2.4. Adaptive Classifiers

If individual patterns are available, one can build a statistical model for each class of person. A common approach is to model each class by a normal density so that the system estimates the corresponding mean feature vector and covariance matrix for each person. Using a prior distribution of the individuals in the database, the classification task is completed by computing the Bayesian a posteriori probability of each person, conditioned on the observations of the query. If log probability is computed, the classification process can be considered a nearest-neighbor search using the Mahalanobis distance metric.

There are other statistical approaches to pattern classification. First, the K-nearest-neighbor algorithm [85] determines the class of a test pattern by comparing it with the K-nearest training patterns of known classes. The likelihood of each class is estimated by its relative frequency among the K-nearest training patterns. As training pattern size grows, these relative frequencies converge to the true posterior class probability. Second, the Parzen windows [270] estimate the class-conditional densities via a linear superposition of window functions—one for each training pattern. The window function is required to be unimodal and has a unit area under its curve. As training pattern size grows, the linear superposition of window functions for a given class converges to the true class-conditional density.

2.4.1. Neural Networks

The ability to learn and adapt is a fundamental trait of any intelligent information processing system, including machine learning models and neural networks. Although the original development of neural networks was primarily motivated by the function of the human brain, modern neural models encompass many similarities with statistical pattern recognition. A neural network is an abstract simulation of a real nervous system that contains a collection of neuron units communicating with one other via axon connections.

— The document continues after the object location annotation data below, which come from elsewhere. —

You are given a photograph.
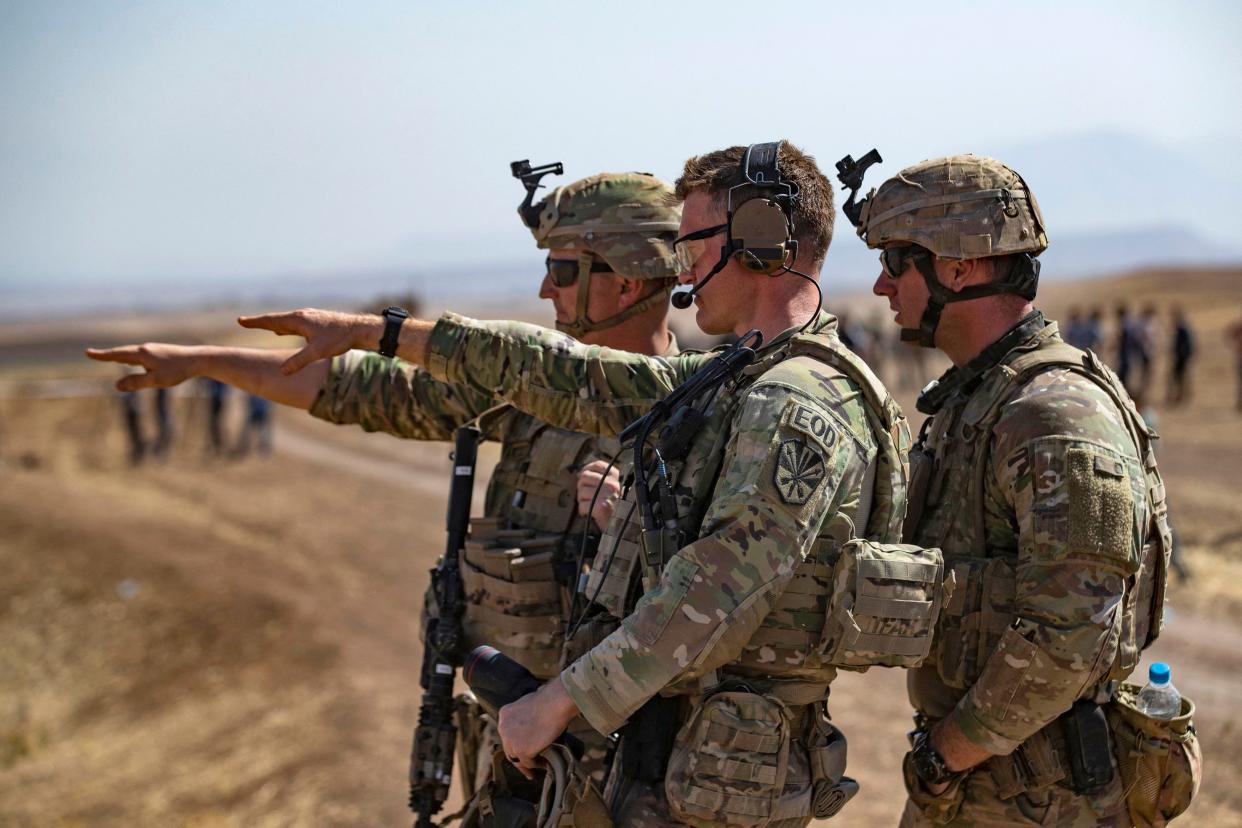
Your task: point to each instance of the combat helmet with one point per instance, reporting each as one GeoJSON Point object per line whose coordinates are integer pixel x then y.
{"type": "Point", "coordinates": [625, 220]}
{"type": "Point", "coordinates": [958, 207]}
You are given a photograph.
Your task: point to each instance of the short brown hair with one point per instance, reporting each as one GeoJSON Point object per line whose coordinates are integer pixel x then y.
{"type": "Point", "coordinates": [814, 214]}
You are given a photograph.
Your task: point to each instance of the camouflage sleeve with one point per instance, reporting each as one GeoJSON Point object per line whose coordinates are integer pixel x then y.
{"type": "Point", "coordinates": [553, 376]}
{"type": "Point", "coordinates": [1074, 486]}
{"type": "Point", "coordinates": [389, 395]}
{"type": "Point", "coordinates": [789, 463]}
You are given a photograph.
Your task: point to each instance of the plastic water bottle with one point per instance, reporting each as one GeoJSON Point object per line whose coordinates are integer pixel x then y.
{"type": "Point", "coordinates": [1159, 698]}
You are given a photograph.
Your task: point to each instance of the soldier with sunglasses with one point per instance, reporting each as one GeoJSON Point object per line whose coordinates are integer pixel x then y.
{"type": "Point", "coordinates": [1035, 476]}
{"type": "Point", "coordinates": [609, 271]}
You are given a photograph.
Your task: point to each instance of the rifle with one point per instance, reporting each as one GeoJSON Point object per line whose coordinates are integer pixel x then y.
{"type": "Point", "coordinates": [435, 738]}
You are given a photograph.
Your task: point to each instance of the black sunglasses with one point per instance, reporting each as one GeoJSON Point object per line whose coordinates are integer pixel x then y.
{"type": "Point", "coordinates": [693, 236]}
{"type": "Point", "coordinates": [893, 258]}
{"type": "Point", "coordinates": [563, 272]}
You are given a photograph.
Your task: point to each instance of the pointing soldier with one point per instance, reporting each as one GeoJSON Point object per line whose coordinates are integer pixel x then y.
{"type": "Point", "coordinates": [761, 472]}
{"type": "Point", "coordinates": [610, 268]}
{"type": "Point", "coordinates": [1036, 477]}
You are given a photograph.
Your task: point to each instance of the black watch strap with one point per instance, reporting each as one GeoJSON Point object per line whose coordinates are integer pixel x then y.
{"type": "Point", "coordinates": [394, 318]}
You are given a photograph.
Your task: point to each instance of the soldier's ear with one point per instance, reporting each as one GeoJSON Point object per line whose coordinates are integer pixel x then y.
{"type": "Point", "coordinates": [630, 291]}
{"type": "Point", "coordinates": [960, 273]}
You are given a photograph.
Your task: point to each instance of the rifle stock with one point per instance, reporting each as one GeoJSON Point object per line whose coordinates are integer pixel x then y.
{"type": "Point", "coordinates": [435, 738]}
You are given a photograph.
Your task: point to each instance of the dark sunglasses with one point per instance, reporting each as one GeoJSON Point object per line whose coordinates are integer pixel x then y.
{"type": "Point", "coordinates": [563, 272]}
{"type": "Point", "coordinates": [893, 258]}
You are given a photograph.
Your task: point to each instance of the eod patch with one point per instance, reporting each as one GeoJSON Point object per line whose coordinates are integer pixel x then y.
{"type": "Point", "coordinates": [799, 471]}
{"type": "Point", "coordinates": [800, 459]}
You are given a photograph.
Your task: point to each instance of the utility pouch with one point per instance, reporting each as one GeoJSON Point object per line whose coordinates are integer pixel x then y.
{"type": "Point", "coordinates": [830, 786]}
{"type": "Point", "coordinates": [729, 761]}
{"type": "Point", "coordinates": [1160, 761]}
{"type": "Point", "coordinates": [560, 796]}
{"type": "Point", "coordinates": [886, 600]}
{"type": "Point", "coordinates": [1088, 746]}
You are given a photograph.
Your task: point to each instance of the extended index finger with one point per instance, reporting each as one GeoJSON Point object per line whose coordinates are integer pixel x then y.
{"type": "Point", "coordinates": [127, 354]}
{"type": "Point", "coordinates": [283, 323]}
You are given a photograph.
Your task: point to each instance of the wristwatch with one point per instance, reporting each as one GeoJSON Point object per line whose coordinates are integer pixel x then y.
{"type": "Point", "coordinates": [393, 319]}
{"type": "Point", "coordinates": [929, 766]}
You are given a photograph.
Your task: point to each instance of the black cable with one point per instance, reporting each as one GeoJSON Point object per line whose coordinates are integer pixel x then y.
{"type": "Point", "coordinates": [586, 534]}
{"type": "Point", "coordinates": [604, 572]}
{"type": "Point", "coordinates": [819, 292]}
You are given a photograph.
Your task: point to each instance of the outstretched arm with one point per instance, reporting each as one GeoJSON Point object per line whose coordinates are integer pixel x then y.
{"type": "Point", "coordinates": [255, 370]}
{"type": "Point", "coordinates": [329, 333]}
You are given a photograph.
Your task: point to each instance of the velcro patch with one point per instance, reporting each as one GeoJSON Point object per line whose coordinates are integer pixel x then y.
{"type": "Point", "coordinates": [812, 422]}
{"type": "Point", "coordinates": [800, 469]}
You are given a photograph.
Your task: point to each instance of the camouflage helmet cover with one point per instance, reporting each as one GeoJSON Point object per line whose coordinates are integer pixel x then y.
{"type": "Point", "coordinates": [959, 207]}
{"type": "Point", "coordinates": [626, 219]}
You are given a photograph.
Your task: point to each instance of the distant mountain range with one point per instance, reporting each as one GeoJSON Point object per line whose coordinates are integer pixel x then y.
{"type": "Point", "coordinates": [1112, 202]}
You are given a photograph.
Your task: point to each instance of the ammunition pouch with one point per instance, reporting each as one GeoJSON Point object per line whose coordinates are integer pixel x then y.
{"type": "Point", "coordinates": [560, 796]}
{"type": "Point", "coordinates": [514, 600]}
{"type": "Point", "coordinates": [974, 618]}
{"type": "Point", "coordinates": [747, 760]}
{"type": "Point", "coordinates": [1160, 761]}
{"type": "Point", "coordinates": [886, 600]}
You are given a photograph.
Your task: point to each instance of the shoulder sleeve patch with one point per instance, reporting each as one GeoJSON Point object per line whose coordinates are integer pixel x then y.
{"type": "Point", "coordinates": [807, 438]}
{"type": "Point", "coordinates": [800, 469]}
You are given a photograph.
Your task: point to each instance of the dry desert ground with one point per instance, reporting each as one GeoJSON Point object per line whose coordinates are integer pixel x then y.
{"type": "Point", "coordinates": [211, 643]}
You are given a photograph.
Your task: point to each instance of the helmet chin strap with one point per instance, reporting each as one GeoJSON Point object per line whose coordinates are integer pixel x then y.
{"type": "Point", "coordinates": [583, 324]}
{"type": "Point", "coordinates": [1022, 281]}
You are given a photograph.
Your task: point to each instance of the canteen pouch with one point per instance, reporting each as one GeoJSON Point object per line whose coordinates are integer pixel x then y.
{"type": "Point", "coordinates": [830, 786]}
{"type": "Point", "coordinates": [729, 761]}
{"type": "Point", "coordinates": [1160, 761]}
{"type": "Point", "coordinates": [886, 600]}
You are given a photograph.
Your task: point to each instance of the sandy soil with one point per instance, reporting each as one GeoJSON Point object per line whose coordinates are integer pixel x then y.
{"type": "Point", "coordinates": [209, 642]}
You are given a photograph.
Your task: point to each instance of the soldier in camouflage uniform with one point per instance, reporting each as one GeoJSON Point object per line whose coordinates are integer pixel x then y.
{"type": "Point", "coordinates": [1036, 477]}
{"type": "Point", "coordinates": [727, 639]}
{"type": "Point", "coordinates": [610, 270]}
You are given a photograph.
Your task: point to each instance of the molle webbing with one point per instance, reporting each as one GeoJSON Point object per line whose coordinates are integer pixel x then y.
{"type": "Point", "coordinates": [980, 416]}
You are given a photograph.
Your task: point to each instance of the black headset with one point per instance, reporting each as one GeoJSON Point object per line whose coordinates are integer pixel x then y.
{"type": "Point", "coordinates": [759, 227]}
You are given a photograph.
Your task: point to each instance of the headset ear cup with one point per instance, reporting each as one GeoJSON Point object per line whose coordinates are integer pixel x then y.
{"type": "Point", "coordinates": [759, 236]}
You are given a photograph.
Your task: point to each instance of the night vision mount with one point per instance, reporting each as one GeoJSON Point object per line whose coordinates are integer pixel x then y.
{"type": "Point", "coordinates": [850, 174]}
{"type": "Point", "coordinates": [530, 178]}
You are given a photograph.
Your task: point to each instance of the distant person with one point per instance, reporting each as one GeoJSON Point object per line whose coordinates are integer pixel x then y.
{"type": "Point", "coordinates": [1076, 329]}
{"type": "Point", "coordinates": [1124, 345]}
{"type": "Point", "coordinates": [609, 271]}
{"type": "Point", "coordinates": [217, 394]}
{"type": "Point", "coordinates": [1145, 334]}
{"type": "Point", "coordinates": [258, 426]}
{"type": "Point", "coordinates": [163, 425]}
{"type": "Point", "coordinates": [1233, 335]}
{"type": "Point", "coordinates": [133, 427]}
{"type": "Point", "coordinates": [1093, 329]}
{"type": "Point", "coordinates": [1183, 350]}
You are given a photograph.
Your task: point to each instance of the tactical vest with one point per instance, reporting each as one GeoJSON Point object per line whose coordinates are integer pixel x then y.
{"type": "Point", "coordinates": [518, 564]}
{"type": "Point", "coordinates": [948, 510]}
{"type": "Point", "coordinates": [801, 641]}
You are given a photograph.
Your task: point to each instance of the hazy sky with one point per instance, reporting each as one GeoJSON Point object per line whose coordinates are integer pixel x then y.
{"type": "Point", "coordinates": [195, 139]}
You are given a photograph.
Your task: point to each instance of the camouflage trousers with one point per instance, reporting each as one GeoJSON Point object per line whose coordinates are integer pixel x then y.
{"type": "Point", "coordinates": [974, 802]}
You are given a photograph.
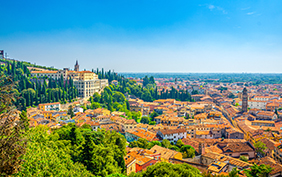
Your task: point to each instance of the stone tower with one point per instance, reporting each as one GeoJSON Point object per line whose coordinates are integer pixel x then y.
{"type": "Point", "coordinates": [76, 66]}
{"type": "Point", "coordinates": [245, 100]}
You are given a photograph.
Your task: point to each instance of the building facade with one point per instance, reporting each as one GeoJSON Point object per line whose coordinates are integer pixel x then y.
{"type": "Point", "coordinates": [245, 100]}
{"type": "Point", "coordinates": [86, 82]}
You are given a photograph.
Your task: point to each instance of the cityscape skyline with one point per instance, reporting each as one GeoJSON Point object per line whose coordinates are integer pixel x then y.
{"type": "Point", "coordinates": [175, 37]}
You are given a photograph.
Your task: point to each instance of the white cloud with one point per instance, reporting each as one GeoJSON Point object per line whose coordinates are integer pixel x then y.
{"type": "Point", "coordinates": [245, 8]}
{"type": "Point", "coordinates": [250, 13]}
{"type": "Point", "coordinates": [211, 7]}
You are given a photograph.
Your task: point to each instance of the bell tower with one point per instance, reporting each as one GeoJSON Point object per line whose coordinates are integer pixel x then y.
{"type": "Point", "coordinates": [245, 100]}
{"type": "Point", "coordinates": [76, 66]}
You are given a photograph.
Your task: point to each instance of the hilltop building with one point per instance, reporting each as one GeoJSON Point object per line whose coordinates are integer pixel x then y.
{"type": "Point", "coordinates": [2, 54]}
{"type": "Point", "coordinates": [86, 82]}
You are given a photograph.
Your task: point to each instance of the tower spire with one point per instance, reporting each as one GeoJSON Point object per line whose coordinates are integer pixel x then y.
{"type": "Point", "coordinates": [76, 66]}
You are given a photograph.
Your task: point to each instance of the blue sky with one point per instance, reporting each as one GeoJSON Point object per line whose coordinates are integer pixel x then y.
{"type": "Point", "coordinates": [146, 35]}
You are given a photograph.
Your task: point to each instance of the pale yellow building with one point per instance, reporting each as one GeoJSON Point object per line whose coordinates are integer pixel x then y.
{"type": "Point", "coordinates": [86, 82]}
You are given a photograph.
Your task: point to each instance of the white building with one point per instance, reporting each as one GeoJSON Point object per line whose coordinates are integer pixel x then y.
{"type": "Point", "coordinates": [86, 82]}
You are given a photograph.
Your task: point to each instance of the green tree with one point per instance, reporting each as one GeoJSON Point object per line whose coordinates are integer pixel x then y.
{"type": "Point", "coordinates": [12, 141]}
{"type": "Point", "coordinates": [24, 120]}
{"type": "Point", "coordinates": [167, 169]}
{"type": "Point", "coordinates": [47, 156]}
{"type": "Point", "coordinates": [70, 111]}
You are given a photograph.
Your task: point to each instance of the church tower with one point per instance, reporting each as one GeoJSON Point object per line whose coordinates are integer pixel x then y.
{"type": "Point", "coordinates": [245, 100]}
{"type": "Point", "coordinates": [76, 66]}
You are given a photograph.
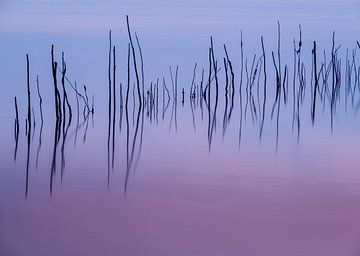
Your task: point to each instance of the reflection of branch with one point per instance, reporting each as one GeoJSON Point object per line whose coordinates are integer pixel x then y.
{"type": "Point", "coordinates": [16, 129]}
{"type": "Point", "coordinates": [264, 101]}
{"type": "Point", "coordinates": [76, 91]}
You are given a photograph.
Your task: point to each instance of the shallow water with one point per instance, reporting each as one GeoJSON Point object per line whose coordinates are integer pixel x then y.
{"type": "Point", "coordinates": [176, 178]}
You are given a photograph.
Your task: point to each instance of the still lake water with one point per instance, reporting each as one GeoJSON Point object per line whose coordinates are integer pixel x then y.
{"type": "Point", "coordinates": [187, 178]}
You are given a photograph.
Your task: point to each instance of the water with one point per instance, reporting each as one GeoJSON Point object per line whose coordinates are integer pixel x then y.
{"type": "Point", "coordinates": [184, 180]}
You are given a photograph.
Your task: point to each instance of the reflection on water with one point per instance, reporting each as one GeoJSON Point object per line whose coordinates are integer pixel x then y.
{"type": "Point", "coordinates": [254, 97]}
{"type": "Point", "coordinates": [324, 92]}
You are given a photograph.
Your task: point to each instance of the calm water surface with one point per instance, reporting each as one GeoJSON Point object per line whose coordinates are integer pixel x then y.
{"type": "Point", "coordinates": [181, 177]}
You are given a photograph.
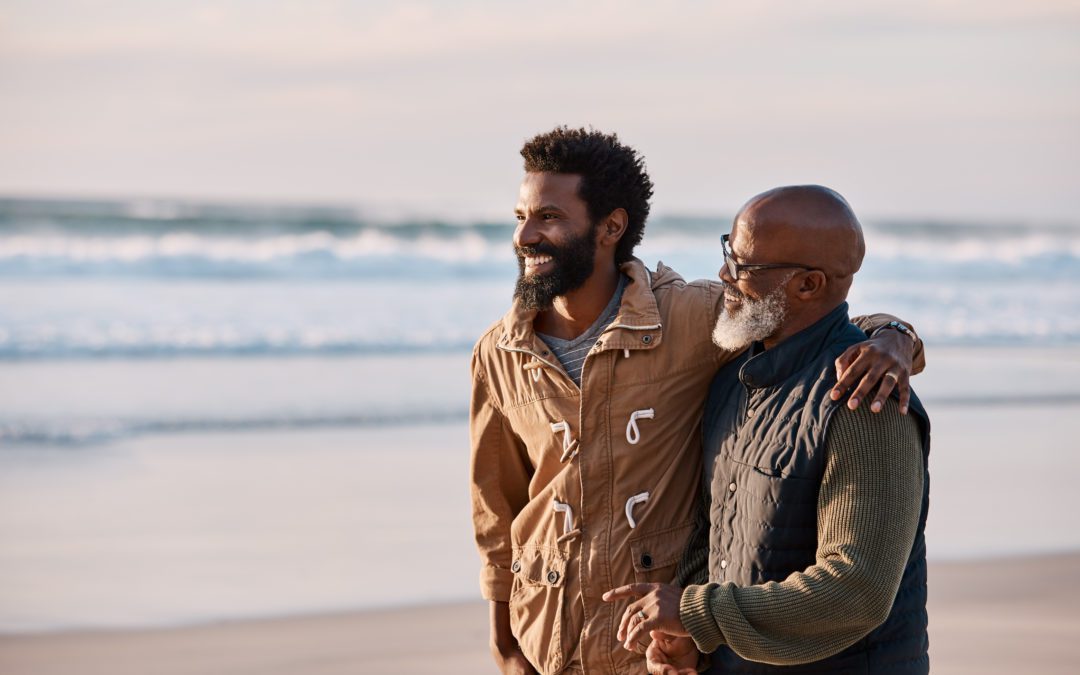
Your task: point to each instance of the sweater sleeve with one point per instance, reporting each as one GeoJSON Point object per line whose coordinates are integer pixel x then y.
{"type": "Point", "coordinates": [867, 515]}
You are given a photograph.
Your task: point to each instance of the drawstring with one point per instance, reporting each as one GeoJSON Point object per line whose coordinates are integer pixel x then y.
{"type": "Point", "coordinates": [633, 501]}
{"type": "Point", "coordinates": [535, 366]}
{"type": "Point", "coordinates": [633, 433]}
{"type": "Point", "coordinates": [569, 445]}
{"type": "Point", "coordinates": [568, 521]}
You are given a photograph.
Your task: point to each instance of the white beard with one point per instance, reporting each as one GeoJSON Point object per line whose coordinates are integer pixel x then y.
{"type": "Point", "coordinates": [754, 320]}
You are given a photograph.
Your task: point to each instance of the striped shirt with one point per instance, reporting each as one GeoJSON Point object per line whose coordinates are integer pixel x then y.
{"type": "Point", "coordinates": [571, 353]}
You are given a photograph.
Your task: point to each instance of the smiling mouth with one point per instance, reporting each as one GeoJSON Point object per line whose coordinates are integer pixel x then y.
{"type": "Point", "coordinates": [531, 262]}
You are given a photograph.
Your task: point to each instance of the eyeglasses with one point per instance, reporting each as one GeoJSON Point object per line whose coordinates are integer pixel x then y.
{"type": "Point", "coordinates": [736, 268]}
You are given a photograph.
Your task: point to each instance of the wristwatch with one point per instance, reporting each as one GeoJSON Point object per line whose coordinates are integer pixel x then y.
{"type": "Point", "coordinates": [895, 325]}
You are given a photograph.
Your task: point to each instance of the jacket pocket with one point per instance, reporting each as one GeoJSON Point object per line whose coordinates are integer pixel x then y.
{"type": "Point", "coordinates": [656, 555]}
{"type": "Point", "coordinates": [537, 606]}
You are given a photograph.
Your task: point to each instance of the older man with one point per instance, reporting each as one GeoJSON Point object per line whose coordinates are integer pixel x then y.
{"type": "Point", "coordinates": [815, 552]}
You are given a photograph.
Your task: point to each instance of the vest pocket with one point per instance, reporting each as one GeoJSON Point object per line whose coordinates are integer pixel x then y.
{"type": "Point", "coordinates": [656, 555]}
{"type": "Point", "coordinates": [537, 606]}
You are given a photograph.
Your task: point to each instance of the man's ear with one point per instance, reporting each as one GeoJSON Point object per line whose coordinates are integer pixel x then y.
{"type": "Point", "coordinates": [612, 227]}
{"type": "Point", "coordinates": [812, 284]}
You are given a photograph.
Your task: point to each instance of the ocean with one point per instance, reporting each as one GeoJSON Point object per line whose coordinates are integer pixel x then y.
{"type": "Point", "coordinates": [224, 410]}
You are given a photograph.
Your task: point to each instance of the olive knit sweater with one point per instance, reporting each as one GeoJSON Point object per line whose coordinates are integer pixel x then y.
{"type": "Point", "coordinates": [867, 515]}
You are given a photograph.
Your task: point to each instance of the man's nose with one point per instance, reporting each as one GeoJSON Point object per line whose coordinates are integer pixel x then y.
{"type": "Point", "coordinates": [726, 274]}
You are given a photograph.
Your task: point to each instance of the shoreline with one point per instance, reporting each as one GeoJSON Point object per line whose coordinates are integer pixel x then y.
{"type": "Point", "coordinates": [1001, 615]}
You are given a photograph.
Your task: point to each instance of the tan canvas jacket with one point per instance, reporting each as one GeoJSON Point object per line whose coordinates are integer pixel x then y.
{"type": "Point", "coordinates": [577, 490]}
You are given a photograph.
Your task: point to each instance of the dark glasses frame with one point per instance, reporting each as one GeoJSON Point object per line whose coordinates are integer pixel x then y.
{"type": "Point", "coordinates": [736, 268]}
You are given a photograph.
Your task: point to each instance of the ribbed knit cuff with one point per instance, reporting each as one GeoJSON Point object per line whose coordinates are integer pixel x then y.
{"type": "Point", "coordinates": [495, 583]}
{"type": "Point", "coordinates": [697, 617]}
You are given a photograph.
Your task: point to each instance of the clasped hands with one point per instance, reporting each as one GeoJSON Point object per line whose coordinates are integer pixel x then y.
{"type": "Point", "coordinates": [653, 612]}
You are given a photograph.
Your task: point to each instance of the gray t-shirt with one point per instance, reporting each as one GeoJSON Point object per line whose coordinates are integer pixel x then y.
{"type": "Point", "coordinates": [571, 353]}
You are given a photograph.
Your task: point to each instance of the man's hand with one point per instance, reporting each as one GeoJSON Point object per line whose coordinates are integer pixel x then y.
{"type": "Point", "coordinates": [883, 361]}
{"type": "Point", "coordinates": [655, 608]}
{"type": "Point", "coordinates": [671, 656]}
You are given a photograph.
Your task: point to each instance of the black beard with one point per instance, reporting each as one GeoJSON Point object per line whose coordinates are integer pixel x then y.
{"type": "Point", "coordinates": [572, 261]}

The first fundamental neural model was proposed in 1943 by McCulloch and Pitts [237] in terms of a computational model of "nervous activity." The McCulloch-Pitts neuron is a binary device and each neuron has a fixed threshold, thus performing simple threshold logic. The McCulloch-Pitts model led to the work of John von Neumann, Marvin Minsky, Frank Rosenblatt, and many others. Hebb postulated in his classical book The Organization of Behavior [130] that neurons are appropriately interconnected by self-organization and that "an existing pathway strengthens the connections between the neurons." He proposed that the connectivity of the brain is continually changing as an organism learns various functional tasks and that cell assemblies are created by such changes [64]. By embedding a vast number of simple neurons in an interacting nervous system, it is possible to provide computational power for very sophisticated information processing [8].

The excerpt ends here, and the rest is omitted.